In efforts to re-enter the US poker market, PokerStars agrees sale to Canadian gaming supplier Amaya Gaming for $4.9 billion.

Amaya Gaming completes a deal to become the world biggest online poker firm after a $4.9 billion purchase of Pokerstars. Many observers see the acquisition as a way to re-enter the US market as they have previously had differences of opinion with certain government departments, namely with the US Department of Justice.

The DOJ claimed that PokerStars violated the codes of the Wire Act, which prohibits certain gambling activities. PokerStars eventually relocated its headquarters to the Isle of Man, off the coast of UK, but continued the legal battle with the DOJ.

The company enlisted the services of some insightful attorneys and law firms that challenged the decision by the DOJ. They claimed that PokerStars did not violate any US gambling laws.

Subsequently, PokerStars made its mark in the US by taking over the biggest online poker market in the world. Soon after President George W. Bush signed the Unlawful Internet Gambling Enforcement Act, which spelled the end for PartyGaming in the US. Nevertheless, PokerStars continued to operate in the US, while Full Tilt claimed the whole market.

Forbes: Amaya Gaming in Deal to Buy PokerStars for $4.9 Billion

In 2011, US federal prosecutors challenged PokerStars’ gambling operations in the country. US Attorney for the Southern District of New York, Preet Bharara, charged the founder of PokerStars along with 10 other relevant individuals.

The founder, Isai Scheinberg, was one of the people accused of money laundering, bank fraud and most importantly providing illegal betting services.
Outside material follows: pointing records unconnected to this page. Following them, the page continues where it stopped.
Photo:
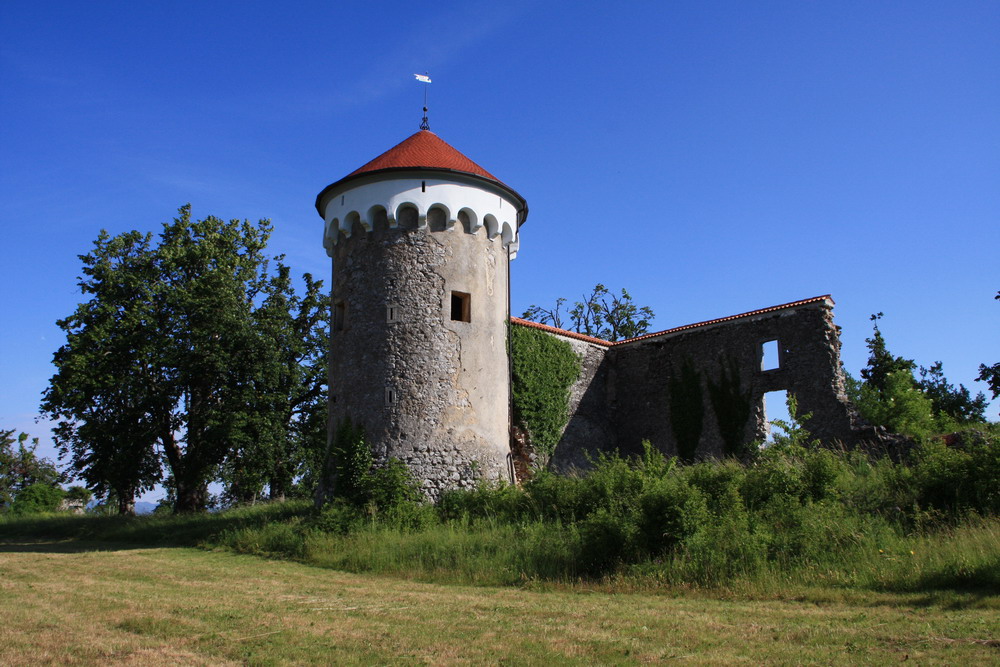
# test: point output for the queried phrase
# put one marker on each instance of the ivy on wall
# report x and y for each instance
(687, 409)
(544, 369)
(732, 408)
PokerStars took in bets and staged online poker tournaments on a regular basis.

The US Attorney claimed that Scheinberg and others went against the Unlawful Internet Gambling Enforcement Act of 2006, which makes it illegal for companies to accept bets online where it is not deemed legal.

Following the indictment, PokerStars relented in their legal battle in 2012 and agreed to pay a settlement fine of $731 million to the Department of Justice. Despite paying the hefty fee, the poker firm did not admit any wrongdoing to the charges brought against them.

Bloomberg: PokerStars Sale a Jackpot for New Online Billionaire Scheinberg

Gambling news reports that since the onset of the legal charges Scheinberg has been living on the Isle of Man. His son Mark Scheinberg makes regular visits to the US to keep track of further business and legal developments.

The Department of Justice has labelled Isai Scheinberg as the main “founder, owner and principal decision-maker for Pokerstars.” They also consider the mobile gaming founder as being “at large.”

Amaya Gaming disagrees with the statements made by the DOJ. The company has made an official announcement after the sale, stating that poker site was started and run by the son, Mark Scheinberg, and not the father. Mark also expressed his version by commenting, “I am incredibly proud of the business Isai and I have built over the last 14 years.”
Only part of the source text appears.